Reduce the following equations into slope-intercept form and find their slopes and the y-intercepts.

(i) x + 7y = 0 (ii) 6x + 3y – 5 = 0 (iii) y = 0

**Answer
1** :

(i) x + 7y = 0

Given:

The equation is x + 7y = 0

Slope – intercept form is represented in the form ‘y = mx + c’, where m is the slope and c is the y intercept

So, the above equation can be expressed as

y = -1/7x + 0

∴ The above equation is of the form y = mx + c, where m = -1/7 and c = 0.

(ii) 6x + 3y – 5 = 0

Given:

The equation is 6x + 3y – 5 = 0

Slope – intercept form is represented in the form ‘y = mx + c’, where m is the slope and c is the y intercept

So, the above equation can be expressed as

3y = -6x + 5

y = -6/3x + 5/3

= -2x + 5/3

∴ The above equation is of the form y = mx + c, where m = -2 and c = 5/3.

(iii) y = 0

Given:

The equation is y = 0

Slope – intercept form is given by ‘y = mx + c’, where m is the slope and c is the y intercept

y = 0 × x + 0

∴ The above equation is of the form y = mx + c, where m = 0 and c = 0.

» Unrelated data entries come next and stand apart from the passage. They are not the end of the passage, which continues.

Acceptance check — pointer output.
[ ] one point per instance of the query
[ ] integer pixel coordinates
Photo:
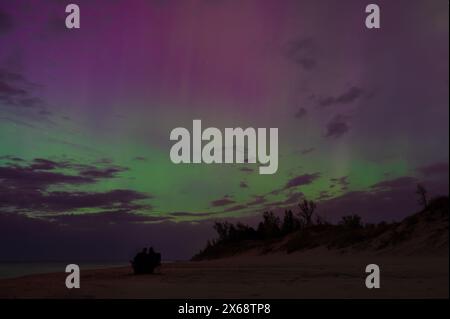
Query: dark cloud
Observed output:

Reduce the following equations into intercept form and find their intercepts on the axes.

(i) 3x + 2y – 12 = 0

(ii) 4x – 3y = 6

(iii) 3y + 2 = 0

**Answer
2** :

(i) 3x + 2y – 12 = 0

Given:

The equation is 3x + 2y – 12 = 0

Equation of line in intercept form is given by x/a + y/b = 1, where ‘a’ and ‘b’ are intercepts on x axis and y – axis respectively.

So, 3x + 2y = 12

now let us divide both sides by 12, we get

3x/12 + 2y/12 = 12/12

x/4 + y/6 = 1

∴ The above equation is of the form x/a + y/b = 1, where a = 4, b = 6

Intercept on x – axis is 4

Intercept on y – axis is 6

(ii) 4x – 3y = 6

Given:

The equation is 4x – 3y = 6

Equation of line in intercept form is given by x/a + y/b = 1, where ‘a’ and ‘b’ are intercepts on x axis and y – axis respectively.

So, 4x – 3y = 6

Now let us divide both sides by 6, we get

4x/6 – 3y/6 = 6/6

2x/3 – y/2 = 1

x/(3/2) + y/(-2) = 1

∴ The above equation is of the form x/a + y/b = 1, where a = 3/2, b = -2

Intercept on x – axis is 3/2

Intercept on y – axis is -2

(iii) 3y + 2 = 0

Given:

The equation is 3y + 2 = 0

Equation of line in intercept form is given by x/a + y/b = 1, where ‘a’ and ‘b’ are intercepts on x axis and y – axis respectively.

So, 3y = -2

Now, let us divide both sides by -2, we get

3y/-2 = -2/-2

3y/-2 = 1

y/(-2/3) = 1

∴ The above equation is of the form x/a + y/b = 1, where a = 0, b = -2/3

Intercept on x – axis is 0

Intercept on y – axis is -2/3

Reduce the following equations into normal form. Find their perpendicular distances from the origin and angle between perpendicular and the positive x-axis.

(i) x – √3y + 8 = 0

(ii) y – 2 = 0

(iii) x – y = 4

**Answer
3** :

(i) x – √3y + 8 = 0

Given:

The equation is x – √3y + 8 = 0

Equation of line in normal form is given by x cos θ + y sinθ = p where ‘θ’ is the angle between perpendicular and positive x axis and ‘p’is perpendicular distance from origin.

So now, x – √3y + 8 = 0

x – √3y = -8

Divide both the sides by √(1^{2} + (√3)^{2})= √(1 + 3) = √4 = 2

x/2 – √3y/2 = -8/2

(-1/2)x + √3/2y = 4

This is in the form of: x cos 120^{o} + y sin120^{o} = 4

∴ The above equation is of the form x cos θ + y sin θ = p,where θ = 120° and p = 4.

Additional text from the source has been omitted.